Statistical analysis was performed in all cases using Rstudio 2022.07.2 + 576. Differential analysis of clusters defined in OMIQ was performed with the edgeR package, using gene wise quasi-likelihood (QL) F-tests with GLMs. Significance was set at p-value≤ 0.05 and Log2 Fold Change (LogFC) ≥1.5. Differences between groups of significant clusters were validated by classic gating strategy approaches (Supplementary Figures 1, 2). Manual gating results were analyzed by t-test (paired when indicated) and/or two-way ANOVA test followed by post hoc Fisher test. Outliers were determined through Grubbs’ test and deleted from the final analysis. Statistical significance was considered when p-value ≤0.05 in all cases (p< 0.05 *, p< 0.01 **, p<0.001 ***, p<0.0001 ****, n.s.= not significant). Percent of total always refers to percentage of cells of the specified population relative to total PBMCs.
Immunofluorescence staining in esophageal biopsies
Healthy controls and EoE patients underwent endoscopy, and esophageal biopsies were collected. The tissue samples were oriented in a cellulose acetate, fixed 10% neutral-buffered formalin for 24h and embedded in paraffin. Each paraffin block was cut by rotatory microtome at 4 μm thickness and mounted on a glass slide. The tissue sections were warmed at 65°C for 1 h, and after deparaffinization, rehydration, and PT link (DAKO) antigen retrieval using sodium citrate buffer (pH 6.0), the immunofluorescence staining was performed. Only esophageal biopsies from control subjects and EoE patients that presented at least two high-powered fields, 2 X 0,24 mm2 and/or eosinophil infiltrate (since it is a patched pathology and not all biopsies are representative of the esophageal inflammation) were included in the analysis. Staining was performed after blocking with 4% goat serum/phosphate-buffered saline (PBS) using the antibodies CD123-biotin (Stem Cell, 60110BT), HLA-DR (Santa Cruz, sc-53319) and CD11c (Thermo Fisher Scientific, PA535326). The biopsies were incubated with primary antibody (HLA-DR and CD11c) diluted in 1% goat serum-PBS overnight at 4°C in a humidified chamber. Then, slides were washed with PBS + 1% NP-40 and incubated with secondary antibodies diluted in 1% goat serum-PBS for 30min at RT in a humidified chamber. After, slides were washed with PBS + 1% NP-40 and incubated with primary antibody (CD123) diluted in 1% goat serum/PBS overnight at 4°C in a humidified chamber.

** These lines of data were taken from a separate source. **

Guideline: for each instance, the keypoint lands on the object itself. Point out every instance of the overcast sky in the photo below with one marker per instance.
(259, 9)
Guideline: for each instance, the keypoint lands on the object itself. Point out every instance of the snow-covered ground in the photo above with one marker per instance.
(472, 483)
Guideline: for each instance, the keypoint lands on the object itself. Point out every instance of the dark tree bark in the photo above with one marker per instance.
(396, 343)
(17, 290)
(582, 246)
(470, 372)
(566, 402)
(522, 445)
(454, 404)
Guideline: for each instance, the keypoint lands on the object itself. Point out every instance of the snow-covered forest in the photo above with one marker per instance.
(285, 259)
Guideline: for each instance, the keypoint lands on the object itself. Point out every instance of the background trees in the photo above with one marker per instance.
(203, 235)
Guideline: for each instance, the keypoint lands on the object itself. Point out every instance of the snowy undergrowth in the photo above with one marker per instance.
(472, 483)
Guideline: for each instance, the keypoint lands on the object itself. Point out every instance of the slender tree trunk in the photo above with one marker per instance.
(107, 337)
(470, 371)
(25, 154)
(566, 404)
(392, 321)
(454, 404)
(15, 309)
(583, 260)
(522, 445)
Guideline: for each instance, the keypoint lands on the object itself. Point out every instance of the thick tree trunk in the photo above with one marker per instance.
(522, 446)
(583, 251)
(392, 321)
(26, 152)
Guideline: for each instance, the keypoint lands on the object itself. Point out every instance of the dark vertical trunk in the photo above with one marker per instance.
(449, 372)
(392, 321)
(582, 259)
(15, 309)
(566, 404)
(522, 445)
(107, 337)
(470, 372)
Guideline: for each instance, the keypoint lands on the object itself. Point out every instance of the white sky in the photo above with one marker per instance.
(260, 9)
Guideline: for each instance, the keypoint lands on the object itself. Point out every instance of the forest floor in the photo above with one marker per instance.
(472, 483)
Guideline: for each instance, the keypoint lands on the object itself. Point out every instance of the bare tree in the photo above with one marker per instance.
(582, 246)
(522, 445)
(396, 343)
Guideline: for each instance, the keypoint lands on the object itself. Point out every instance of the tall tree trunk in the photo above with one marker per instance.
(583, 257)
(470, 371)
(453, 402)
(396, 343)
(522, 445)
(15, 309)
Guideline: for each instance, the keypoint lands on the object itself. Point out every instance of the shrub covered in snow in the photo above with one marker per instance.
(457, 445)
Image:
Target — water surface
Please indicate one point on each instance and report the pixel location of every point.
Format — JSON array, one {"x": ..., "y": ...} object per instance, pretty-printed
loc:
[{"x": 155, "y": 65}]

Finally, slides were washed in PBS + 1% NP-40 and incubated with secondary antibodies and DAPI (0.5 μg/mL) diluted in 1% goat serum/PBS for 30min at RT in a humidified chamber. Finally, a cover slip was added with ProLong Gold mounting reagent (Molecular Probes). Images were obtained using a Thunder Imager (Leica) with LAS X software and analysis was done using ImageJ and RStudio software. Normality was assessed by Saphiro Wilk normality test, the non-parametric Mann-Whitney test was done to compare between pairs of groups. In all cases (p< 0.05 *, p< 0.01 **, p<0.001 ***, p<0.0001 ****, n.s.= not significant).
Results
Patient demographics
Clinical and demographic characteristics of study participants are summarized in Table 1. Compared to controls (n=19), EoE patients (n=24) were older (34 vs 41 years) and more frequently male (68% vs 88%), but no significant differences were found in demographic characteristics across groups.

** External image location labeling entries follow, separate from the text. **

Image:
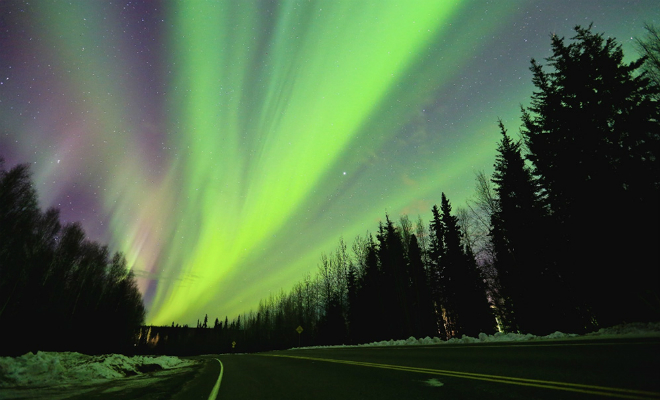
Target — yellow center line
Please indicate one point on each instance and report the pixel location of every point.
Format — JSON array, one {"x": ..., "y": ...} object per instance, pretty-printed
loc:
[{"x": 565, "y": 386}]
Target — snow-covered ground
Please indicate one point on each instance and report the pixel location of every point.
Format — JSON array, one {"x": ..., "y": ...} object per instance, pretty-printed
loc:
[
  {"x": 56, "y": 375},
  {"x": 625, "y": 330},
  {"x": 51, "y": 368}
]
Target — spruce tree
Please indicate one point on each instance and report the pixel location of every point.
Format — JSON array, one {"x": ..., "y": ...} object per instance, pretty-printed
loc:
[{"x": 592, "y": 133}]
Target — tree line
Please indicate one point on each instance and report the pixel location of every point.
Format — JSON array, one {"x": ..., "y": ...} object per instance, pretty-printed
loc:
[
  {"x": 59, "y": 291},
  {"x": 562, "y": 236}
]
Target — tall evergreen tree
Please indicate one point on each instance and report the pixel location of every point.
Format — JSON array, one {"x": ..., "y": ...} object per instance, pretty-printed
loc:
[
  {"x": 529, "y": 282},
  {"x": 592, "y": 132}
]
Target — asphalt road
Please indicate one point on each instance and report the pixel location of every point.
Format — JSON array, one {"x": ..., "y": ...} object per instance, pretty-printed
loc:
[
  {"x": 573, "y": 369},
  {"x": 577, "y": 369}
]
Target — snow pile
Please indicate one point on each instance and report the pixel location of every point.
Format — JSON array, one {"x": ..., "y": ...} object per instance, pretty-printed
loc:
[
  {"x": 631, "y": 329},
  {"x": 47, "y": 368},
  {"x": 483, "y": 338},
  {"x": 625, "y": 330}
]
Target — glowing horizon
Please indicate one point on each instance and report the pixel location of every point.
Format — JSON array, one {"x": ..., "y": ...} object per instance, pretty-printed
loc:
[{"x": 223, "y": 146}]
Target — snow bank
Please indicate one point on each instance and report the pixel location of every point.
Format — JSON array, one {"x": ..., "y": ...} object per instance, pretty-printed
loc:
[
  {"x": 625, "y": 330},
  {"x": 631, "y": 329},
  {"x": 48, "y": 368}
]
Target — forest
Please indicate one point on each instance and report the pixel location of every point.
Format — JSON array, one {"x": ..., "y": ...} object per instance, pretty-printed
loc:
[
  {"x": 562, "y": 236},
  {"x": 59, "y": 291}
]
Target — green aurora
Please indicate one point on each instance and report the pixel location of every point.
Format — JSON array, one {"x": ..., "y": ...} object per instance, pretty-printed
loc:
[{"x": 224, "y": 146}]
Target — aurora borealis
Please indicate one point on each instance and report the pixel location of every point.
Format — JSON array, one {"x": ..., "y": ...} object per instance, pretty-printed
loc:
[{"x": 224, "y": 145}]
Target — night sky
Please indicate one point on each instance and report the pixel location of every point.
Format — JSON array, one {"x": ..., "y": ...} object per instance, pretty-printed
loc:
[{"x": 224, "y": 146}]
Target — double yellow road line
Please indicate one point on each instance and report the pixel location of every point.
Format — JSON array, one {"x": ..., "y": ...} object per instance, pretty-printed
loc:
[{"x": 565, "y": 386}]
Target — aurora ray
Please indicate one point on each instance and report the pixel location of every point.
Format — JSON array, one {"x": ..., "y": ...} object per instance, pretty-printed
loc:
[{"x": 223, "y": 146}]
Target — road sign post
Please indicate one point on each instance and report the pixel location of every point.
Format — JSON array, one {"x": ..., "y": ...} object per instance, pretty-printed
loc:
[{"x": 299, "y": 330}]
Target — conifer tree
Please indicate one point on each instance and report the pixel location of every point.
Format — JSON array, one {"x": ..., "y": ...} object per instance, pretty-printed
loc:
[{"x": 592, "y": 133}]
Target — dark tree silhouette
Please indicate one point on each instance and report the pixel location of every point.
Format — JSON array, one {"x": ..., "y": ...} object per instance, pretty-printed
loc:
[
  {"x": 592, "y": 133},
  {"x": 51, "y": 276}
]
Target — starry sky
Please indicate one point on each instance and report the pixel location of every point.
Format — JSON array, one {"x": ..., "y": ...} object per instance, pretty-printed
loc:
[{"x": 223, "y": 146}]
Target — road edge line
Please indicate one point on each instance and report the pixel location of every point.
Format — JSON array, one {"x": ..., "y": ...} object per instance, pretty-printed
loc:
[{"x": 216, "y": 387}]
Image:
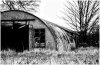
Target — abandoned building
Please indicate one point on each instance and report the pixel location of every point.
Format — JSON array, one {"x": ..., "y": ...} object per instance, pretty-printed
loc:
[{"x": 21, "y": 30}]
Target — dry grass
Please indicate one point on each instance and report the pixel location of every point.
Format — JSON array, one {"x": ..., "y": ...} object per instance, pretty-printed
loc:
[{"x": 82, "y": 56}]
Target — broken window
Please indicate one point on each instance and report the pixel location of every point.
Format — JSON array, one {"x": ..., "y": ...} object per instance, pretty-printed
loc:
[{"x": 39, "y": 38}]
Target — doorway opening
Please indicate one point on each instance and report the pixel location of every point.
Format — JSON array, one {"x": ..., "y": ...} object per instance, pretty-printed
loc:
[{"x": 14, "y": 35}]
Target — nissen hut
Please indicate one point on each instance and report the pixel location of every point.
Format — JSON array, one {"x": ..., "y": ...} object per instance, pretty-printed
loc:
[{"x": 21, "y": 31}]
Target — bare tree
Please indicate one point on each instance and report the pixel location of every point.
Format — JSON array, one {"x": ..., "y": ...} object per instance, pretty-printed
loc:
[
  {"x": 27, "y": 5},
  {"x": 83, "y": 17}
]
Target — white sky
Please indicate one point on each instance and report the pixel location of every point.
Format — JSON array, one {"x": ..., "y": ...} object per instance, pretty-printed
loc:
[{"x": 50, "y": 10}]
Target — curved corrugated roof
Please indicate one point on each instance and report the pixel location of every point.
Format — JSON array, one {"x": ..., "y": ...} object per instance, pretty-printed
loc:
[{"x": 61, "y": 35}]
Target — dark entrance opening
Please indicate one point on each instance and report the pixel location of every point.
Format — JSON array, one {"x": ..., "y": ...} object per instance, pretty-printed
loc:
[
  {"x": 39, "y": 38},
  {"x": 14, "y": 35}
]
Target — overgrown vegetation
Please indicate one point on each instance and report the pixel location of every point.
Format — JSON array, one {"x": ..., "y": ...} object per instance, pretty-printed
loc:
[
  {"x": 47, "y": 57},
  {"x": 82, "y": 16}
]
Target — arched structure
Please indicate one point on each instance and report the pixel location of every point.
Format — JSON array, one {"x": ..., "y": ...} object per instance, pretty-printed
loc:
[{"x": 21, "y": 30}]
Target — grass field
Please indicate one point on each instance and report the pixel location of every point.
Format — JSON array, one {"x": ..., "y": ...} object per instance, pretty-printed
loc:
[{"x": 81, "y": 56}]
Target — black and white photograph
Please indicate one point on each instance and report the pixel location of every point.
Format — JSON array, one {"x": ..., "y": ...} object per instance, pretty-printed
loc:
[{"x": 49, "y": 32}]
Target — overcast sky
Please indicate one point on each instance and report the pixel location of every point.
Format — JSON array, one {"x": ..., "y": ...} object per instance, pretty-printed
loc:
[{"x": 51, "y": 10}]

EoE patients treated with PPI (n=18) were classified as responders or non-responders to the therapy. EoE remission was defined as presenting a peak eosinophil count below 15 after at least 8 weeks of treatment. Response to PPI was also associated with improvement in EoE symptoms from baseline (assessed as patient reported outcomes), as well as in endoscopic and histologic characteristics, assessed with the scores EREFS and Grade and Stage EoEHSS, respectively. Baseline characteristics of PPI responding, and non-responding patients showed no differences.
High dimensional analysis on PBMCs from controls and EoE patients
A total of 61 samples (19 controls, 24 patients at disease onset, as well as 9 responders and 9 non-responders to PPI after 8-week treatment) were analyzed by UMAP identifying four major continents and several smaller islands (Figure 1A). The relative expression of each marker on the UMAP (Supplementary Figure 3) revealed that the main continent on the left represents cytotoxic (CD8+) T-cells together with double negative (CD4-CD8-) T-cells. On the other hand, the main continent on the right is composed of helper (CD4+) T-cells. Likewise, the island on the bottom is mainly composed of monocytes, basophils and myeloid antigen presenting cells (APC), while the islands in the middle represent NK cells and γδ T-cells. B-cells are represented in the top island together with dendritic cells.
Figure 1 High dimensional analysis of peripheral blood mononuclear cells from controls and EoE patients. (A) UMAP density analysis representation performed on singlets corresponding to total viable circulating CD45+ cells from all samples. Samples were obtained from 19 controls and 24 patients at disease onset, as well as 9 responders and 9 non-responders to PPI therapy after 8-week treatment (a total of 61 samples). (B) FlowSOM clustering on total viable singlet CD45+ cells identified the main meta clusters on dataset: B-cells, NK cells, γδ T-cells, CD4+ T-cells, CD8+ T-cells, dendritic cells, basophils, monocytes, CD4-CD8- T-cells, and NKT-like cells. (C) UMAP representation of all samples after non-supervised FlowSOM clusterization (D) Heatmap displaying the relative expression of each marker within each of the 73 identified clusters. Euclidean distance between clusters was calculated and represented by the dendrogram at the left side of the plot. (E) All 73 identified clusters were overlaid on the UMAP projection. Each identified cluster is tagged by a specific color and number as shown in the legend.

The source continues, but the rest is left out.